Today we’ll take stock of the Patriots’ offense, which is coming off its best performance of the year. To be sure, Pittsburgh’s defense had a lot to do with it as they blew coverages and missed tackles all afternoon but the Pats deserve plenty of credit as well, and none more so than the league’s best tight end, Rob Gronkowski. They showed improvements in some key areas that suggest Sunday’s performance was more harbinger than anomaly. Improvements such as better weakside protection in their run blocking, far fewer mistakes in the passing game, and more diverse play-calling. Plenty of folks deserve credit for these but none more so than the best tight end in the league, Rob Gronkowski.
It’s difficult to overstate the impact Gronkowski has on this offense. Certainly the first half of Sunday’s game, in which he pulled down seven catches for 119 yards and a touchdown, is a testament to what the 6’6” 265-pounder can do for the team. But even when he isn’t putting up those eye-popping numbers, Gronkowski is dramatically affecting the game.
After getting torched by the tight end in the first half, Pittsburgh emphasized jamming Gronk at the line of scrimmage in the second half, often with multiple defenders. Naturally, the attention he draws opens up opportunities elsewhere on the field for his fellow recievers.
And even if he isn’t catching passes or drawing double teams, the combination of his blocking and receiving abilities mean Gronkowski’s mere presence gives the Patriots incredible flexibility in their play-calling and helps create balance between the run and pass attack. Without Gronk the Pats were hesitant to throw out of many two-TE-sets because backups Michael Hoomanawanui and Matthew Mulligan simply could not be relied upon to get open. As a result, the offense was more predictable: When the Pats wanted to throw they had to use three wide receivers and when they brought in two tight ends, opponents could sell out against the run.

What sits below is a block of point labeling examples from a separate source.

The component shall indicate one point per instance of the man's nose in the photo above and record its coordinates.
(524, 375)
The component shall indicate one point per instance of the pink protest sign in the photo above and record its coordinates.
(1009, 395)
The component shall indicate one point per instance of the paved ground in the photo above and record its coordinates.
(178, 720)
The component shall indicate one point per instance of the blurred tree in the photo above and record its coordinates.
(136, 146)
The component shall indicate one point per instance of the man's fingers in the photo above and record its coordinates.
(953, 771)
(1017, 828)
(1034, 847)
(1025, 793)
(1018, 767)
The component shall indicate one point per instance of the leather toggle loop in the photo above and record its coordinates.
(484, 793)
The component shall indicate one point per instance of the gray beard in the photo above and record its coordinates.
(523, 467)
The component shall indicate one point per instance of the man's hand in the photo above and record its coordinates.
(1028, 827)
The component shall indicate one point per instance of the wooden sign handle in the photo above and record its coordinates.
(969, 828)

Prior to Sunday, the Patriots ran plays with two or more tight ends just 19 percent of the time. Against the Steelers, 36 of their 75 plays (48 percent), featured two or more tight ends - and that number figures to grow when you consider that Gronkowski only played 49 snaps against Pittsburgh as he works himself back into game shape.
Another reason fans can expect more offensive performances like Sundays’ is the improved receiving corps. Naturally, Gronkowksi’s return is a boon to the passing game and the attention he draws helps everyone else look better, but there were some things we saw from Aaron Dobson on Sunday that suggest he and Brady are starting to get in synch.

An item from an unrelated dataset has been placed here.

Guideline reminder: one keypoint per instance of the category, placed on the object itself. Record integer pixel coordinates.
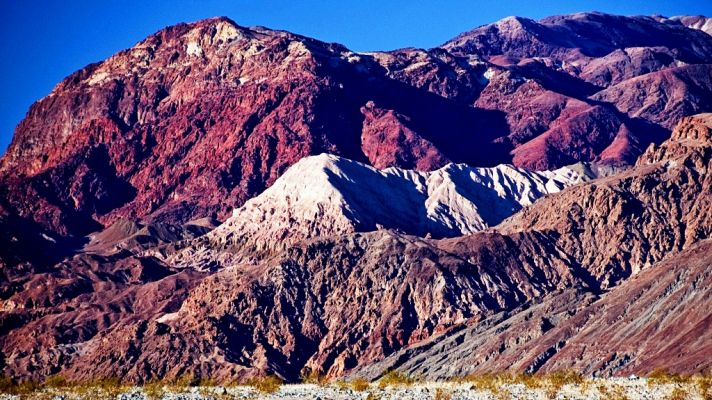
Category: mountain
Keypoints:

For weeks Dobson and Brady have tried and failed to connect on the back shoulder throw along the sidelines but last week against the Steelers they finally got it, in the end zone no less.

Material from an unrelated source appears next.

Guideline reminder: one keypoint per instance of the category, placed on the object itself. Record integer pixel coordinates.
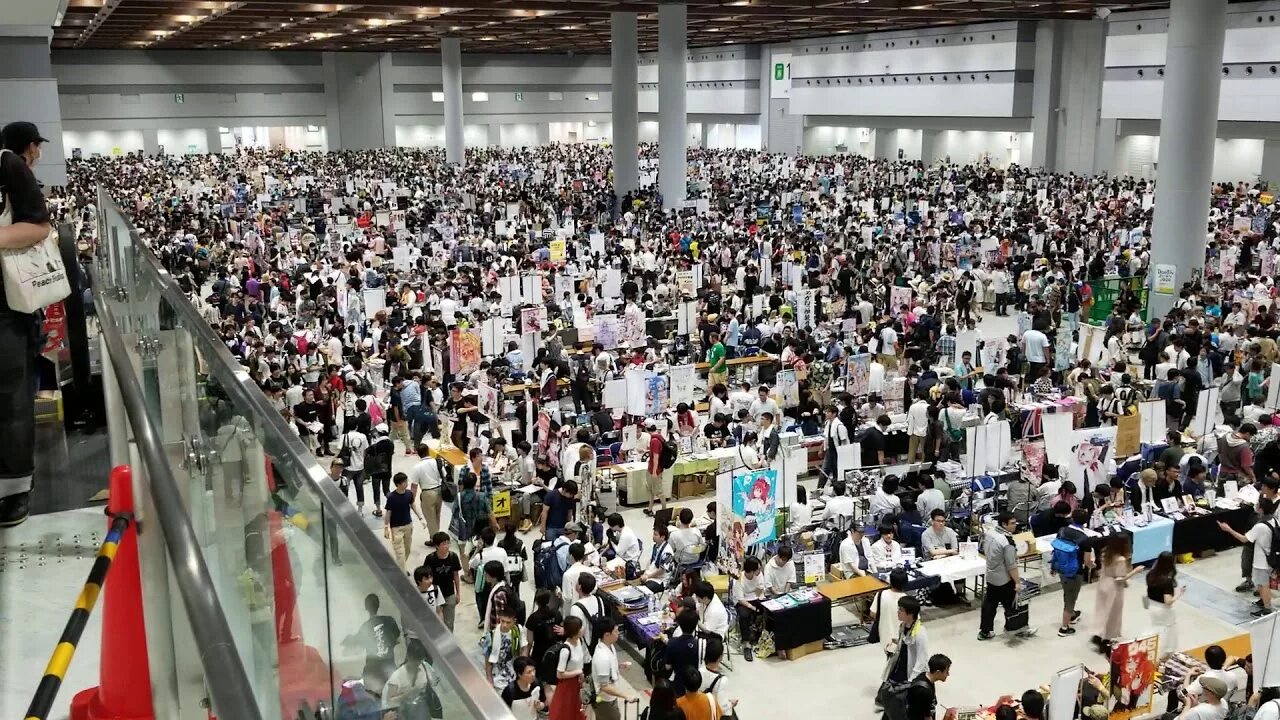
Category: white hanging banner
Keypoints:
(681, 383)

On another play, Brady dropped the ball into Dobson’s outstretched hands in perfect stride 50 yards down the left sideline, allowing the receiver to stay on his feet and take it in for an 81-yard touchdown. Earlier in the year that’s a missed throw, a dropped ball, or, at-best, a diving catch that keeps Dobson from continuing on for the touchdown.
In terms of the running game, hats off to Josh McDaniels for finally committing to Stevan Ridley. He is their best back and its not even close. After splitting time with LeGarrette Blount for weeks, Ridley finally got the lion’s share of the workload, rushing 26 times for 115 yards and two touchdowns, to Blount’s five carries for 47 yards.
At the moment, the biggest question mark on the Patriots’ offense is the line. Center Ryan Wendell and right guard Dan Connolly aren’t starter-quality linemen, and the drop-off from right tackle Sebastian Vollmer, who might be the best in the game at his position but is out for the season with broken leg, to third-year player Marcus Cannon is enormous. Left tackle Nate Solder and guard Logan Mankins are playing well but they need more than two of five linemen to be productive. On the bright side, Cannon should improve with more reps and they are definitely a competent run blocking unit, which becomes more important as the weather gets worse.
Looking ahead, if the line can hold up, and, obviously, the team stays healthy, the offense will continue to improve.